De PG HR constateert dat het OM met grote inzet en voortvarendheid heeft gewerkt aan een uniforme werkwijze voor de verstrekking van gegevens in de Bopz-procedure. De belangrijkste algemene bevinding van de PG HR is dat het OM naar aanleiding van de aanbevelingen van de Commissie Hoekstra feitelijk is begonnen met het voegen van strafrechtelijke gegevens in het Bopz-dossier zonder daarbij voldoende duidelijk vast te stellen of het hiertoe op grond van de actuele gegevensbeschermingswetgeving wel in alle gevallen bevoegd was en zonder zich voldoende rekenschap te geven van de voorwaarden die hierbij in acht dienden te worden genomen. Het onderzoek bevestigt nu echter dat er voor het verstrekken van strafvorderlijke gegevens aan de Bopz-rechter voldoende wettelijke grondslag bestaat, dus het OM kan die werkwijze continueren.

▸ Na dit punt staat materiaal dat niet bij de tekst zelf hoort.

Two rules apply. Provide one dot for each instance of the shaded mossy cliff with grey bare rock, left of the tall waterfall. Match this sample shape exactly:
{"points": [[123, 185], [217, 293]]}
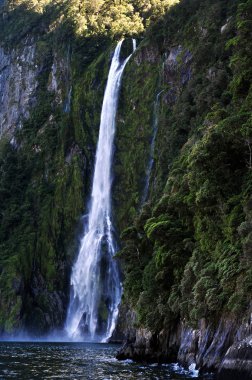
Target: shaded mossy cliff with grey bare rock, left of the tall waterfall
{"points": [[46, 161]]}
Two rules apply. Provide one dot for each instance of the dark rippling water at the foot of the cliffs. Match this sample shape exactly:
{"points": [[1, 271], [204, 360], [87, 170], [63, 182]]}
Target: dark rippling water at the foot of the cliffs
{"points": [[78, 361]]}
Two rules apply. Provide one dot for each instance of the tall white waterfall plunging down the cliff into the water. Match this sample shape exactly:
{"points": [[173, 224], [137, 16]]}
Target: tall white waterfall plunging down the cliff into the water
{"points": [[95, 281]]}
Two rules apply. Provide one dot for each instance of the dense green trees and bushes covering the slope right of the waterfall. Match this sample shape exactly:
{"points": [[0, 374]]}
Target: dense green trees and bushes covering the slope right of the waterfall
{"points": [[188, 252]]}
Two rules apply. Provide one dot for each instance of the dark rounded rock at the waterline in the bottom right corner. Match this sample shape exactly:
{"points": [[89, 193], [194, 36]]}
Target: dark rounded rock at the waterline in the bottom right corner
{"points": [[237, 363]]}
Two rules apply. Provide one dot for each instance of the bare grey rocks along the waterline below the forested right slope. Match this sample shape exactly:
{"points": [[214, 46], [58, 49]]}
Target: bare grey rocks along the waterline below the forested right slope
{"points": [[224, 348]]}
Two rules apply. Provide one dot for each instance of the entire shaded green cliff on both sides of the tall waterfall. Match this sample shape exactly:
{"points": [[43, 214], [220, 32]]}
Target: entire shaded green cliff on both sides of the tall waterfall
{"points": [[182, 176]]}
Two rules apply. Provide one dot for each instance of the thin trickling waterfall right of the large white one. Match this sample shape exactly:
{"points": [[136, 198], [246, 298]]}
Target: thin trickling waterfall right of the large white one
{"points": [[152, 149]]}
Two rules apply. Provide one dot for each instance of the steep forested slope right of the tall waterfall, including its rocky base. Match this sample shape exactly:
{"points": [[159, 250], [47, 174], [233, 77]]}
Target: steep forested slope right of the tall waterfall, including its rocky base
{"points": [[187, 253]]}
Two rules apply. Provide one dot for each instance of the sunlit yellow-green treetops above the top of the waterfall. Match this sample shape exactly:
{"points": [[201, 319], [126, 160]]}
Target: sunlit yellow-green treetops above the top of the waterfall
{"points": [[83, 18]]}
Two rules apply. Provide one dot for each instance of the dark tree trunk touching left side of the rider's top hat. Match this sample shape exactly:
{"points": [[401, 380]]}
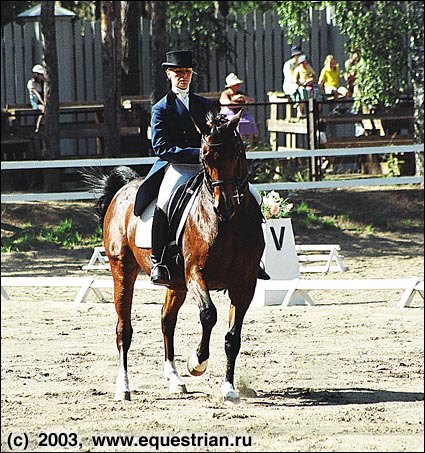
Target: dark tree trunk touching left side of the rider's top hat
{"points": [[159, 47]]}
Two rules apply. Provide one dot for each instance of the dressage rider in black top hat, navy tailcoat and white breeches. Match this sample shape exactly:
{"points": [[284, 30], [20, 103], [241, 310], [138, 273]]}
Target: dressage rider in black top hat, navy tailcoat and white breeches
{"points": [[176, 141]]}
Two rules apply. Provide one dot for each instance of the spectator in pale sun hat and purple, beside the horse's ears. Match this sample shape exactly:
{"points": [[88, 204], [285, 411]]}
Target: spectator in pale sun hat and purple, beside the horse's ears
{"points": [[231, 96]]}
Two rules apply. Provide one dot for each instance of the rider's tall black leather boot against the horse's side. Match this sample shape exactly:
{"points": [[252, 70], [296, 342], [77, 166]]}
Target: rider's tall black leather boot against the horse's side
{"points": [[159, 272]]}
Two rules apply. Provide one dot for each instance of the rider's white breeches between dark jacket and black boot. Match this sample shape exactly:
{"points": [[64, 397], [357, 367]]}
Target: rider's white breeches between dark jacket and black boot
{"points": [[177, 174]]}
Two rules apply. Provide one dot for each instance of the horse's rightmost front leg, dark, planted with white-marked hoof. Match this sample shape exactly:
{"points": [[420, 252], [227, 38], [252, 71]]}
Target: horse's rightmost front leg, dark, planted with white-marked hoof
{"points": [[239, 306]]}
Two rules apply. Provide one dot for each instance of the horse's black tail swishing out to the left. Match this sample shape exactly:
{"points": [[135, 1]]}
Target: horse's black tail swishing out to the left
{"points": [[107, 185]]}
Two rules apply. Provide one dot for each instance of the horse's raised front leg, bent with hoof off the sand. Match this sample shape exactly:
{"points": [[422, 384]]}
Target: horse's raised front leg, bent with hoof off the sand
{"points": [[198, 360]]}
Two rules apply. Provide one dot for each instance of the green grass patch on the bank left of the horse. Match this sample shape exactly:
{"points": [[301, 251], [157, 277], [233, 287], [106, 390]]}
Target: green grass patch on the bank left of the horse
{"points": [[63, 234]]}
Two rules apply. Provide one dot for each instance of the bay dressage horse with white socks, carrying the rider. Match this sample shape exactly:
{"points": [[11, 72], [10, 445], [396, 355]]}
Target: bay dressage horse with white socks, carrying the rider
{"points": [[222, 246]]}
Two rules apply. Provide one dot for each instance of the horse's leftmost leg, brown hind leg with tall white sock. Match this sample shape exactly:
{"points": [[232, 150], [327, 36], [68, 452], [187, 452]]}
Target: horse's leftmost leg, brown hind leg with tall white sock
{"points": [[124, 275]]}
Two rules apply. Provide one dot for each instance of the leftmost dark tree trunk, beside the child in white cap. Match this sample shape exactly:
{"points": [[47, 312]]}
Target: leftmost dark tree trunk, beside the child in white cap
{"points": [[51, 94]]}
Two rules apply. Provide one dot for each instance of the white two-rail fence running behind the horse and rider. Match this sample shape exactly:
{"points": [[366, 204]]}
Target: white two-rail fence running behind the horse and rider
{"points": [[81, 163]]}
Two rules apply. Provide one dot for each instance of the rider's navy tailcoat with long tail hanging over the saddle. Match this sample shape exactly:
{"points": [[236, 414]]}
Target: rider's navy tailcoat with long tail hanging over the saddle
{"points": [[175, 140]]}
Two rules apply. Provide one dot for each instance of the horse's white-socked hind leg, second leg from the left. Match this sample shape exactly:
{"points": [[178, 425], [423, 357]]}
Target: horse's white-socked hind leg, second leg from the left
{"points": [[173, 301]]}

De verstrekking van politiegegevens door het OM aan de Bopz-rechter, die geen onderdeel zijn van het strafdossier, heeft volgens de PG HR echter niet rechtmatig plaatsgevonden. Er zou geen toereikende wettelijke grondslag zijn voor de verstrekking van politiemutaties door de politie aan het OM en dientengevolge de doorverstrekking daarvan aan de Bopz-rechter. De verstrekking van gegevens uit de registratiesystemen van veiligheidshuizen gedurende de looptijd van de pilot heeft niet in overeenstemming met de toepasselijke privacyregelgeving plaatsgevonden omdat een grondslag daarvoor volgens de PG HR ontbreekt.

Aanbevelingen

De PG HR beveelt aan om, vooruitlopend op de inwerkingtreding van o.a. de Wet verplichte ggz, regelgeving uit te vaardigen waarin de grondslag voor de verstrekking van justitiële, strafvorderlijke en politiegegevens in het kader van de Bopz procedure wordt vastgelegd en met de vereiste waarborgen wordt omkleed.

Reactie

In lijn met de aanbeveling van de PG HR is inmiddels uitdrukkelijk voorzien in de bevoegdheid van de politie om de bedoelde politiegegevens aan het OM te verstrekken. Daartoe is een Wpg-machtigingsbesluit Bopz opgesteld (ex art. 18, lid 2 Wpg).4 Dat besluit is op 21 december jl. gepubliceerd in de Staatscourant en een dag later in werking getreden. In aansluiting daarop zal het OM de Aanwijzing Wpg in toelichtende zin aanpassen. Het OM zal het verstrekken van strafvorderlijke gegevens aan de Bopz-rechter uitdrukkelijk opnemen in de Aanwijzing Wjsg, om buiten twijfel te stellen dat artikel 39f Wjsg de wettelijke basis voor die verstrekking biedt. Beide aanwijzingen treden zo snel mogelijk (naar verwachting dit kwartaal) in werking. Ik ben in overleg met het OM over welke betekenis en mogelijk andere gevolgen de conclusies van de PG HR hebben voor de dossiers die gedurende de pilotperiode door de rechter zijn beoordeeld.

De Minister van Justitie en Veiligheid, F.B.J. Grapperhaus


X Noot
1

Raadpleegbaar via www.tweedekamer.nl

X Noot
2

Als reactie op een verzoek van de Vaste commissie Justitie en Veiligheid van 16 november jl.

X Noot
3

Art. 122 lid 1 Wet RO.

X Noot
4

De PG HR noemde als mogelijkheid een AMvB op grond van art. 18, eerste lid, van de Wpg of een convenant op grond van art. 20 van de Wpg (vgl. p. 87). Een machtigingsbesluit voorziet desalniettemin in een adequate grondslag.